You may be way ahead of me—I know I’m not the first on my block to read Helen Simonson’s Major Pettigrew’s Last Stand, newly released in paperback and in the top ratings on IndieBound.org and the New York Times Book Review.
A bit of a book snob, I suppose, I tend to shy away from the bestsellers, but a novel about a Sussex village—how could I resist? I put it on reserve at the public library some months ago and forgot about it until last week when I was notified that it was being held for me at my local branch.

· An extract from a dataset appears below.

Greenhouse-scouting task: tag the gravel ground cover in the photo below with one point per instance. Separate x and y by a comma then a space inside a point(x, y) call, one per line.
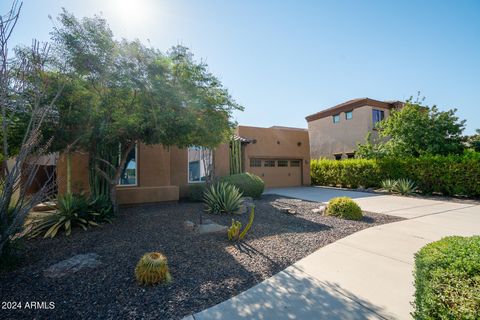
point(206, 269)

I read it in a couple of sittings, charmed from beginning to end. Delightful and well written, it’s a contemporary novel of manners, an adult romance founded on a love of literature, a morality tale against racism and greed, all set in the East Sussex countryside, Virginia Woolf’s beloved landscape.
And of course, as I read it I couldn’t help thinking about Woolf and her life in Rodmell, about my own times there, brief tastes of village life, walks on the downs and to the coast, lunches at charming country pubs.
Like Woolf, Major Pettigrew is a walker who observes the colors and the smells around him, even on frequently traveled terrain. He loves the stroll down the hill from his house to the village center of Edgecombe St. Mary: “Behind him, the hills swelled upward into the rabbit-cropped grass of the chalk downs. Below him the Weald of Sussex cradled fields full of late rye and the acid yellow of mustard.”
While Edgecombe St. Mary and its neighboring villages are fictional, a reference to the Romney Marsh was a clue that it was set in the area around Rye (known as Tilling to all of us Mapp and Lucia fans). Simonson indeed grew up in that region, which she describes, on her website, as “literary country.” She credits the heritage of Henry James at Lamb House in Rye, Kipling’s Bateman’s at Burwash, and Virginia Woolf at Monk’s House in Rodmell as a great inspiration.
Woolf doesn’t make an appearance in the novel by name, but she’s there in spirit. While the Major and Mrs. Ali bond over Kipling, I can imagine them reading and exchanging impressions about To the Lighthouse.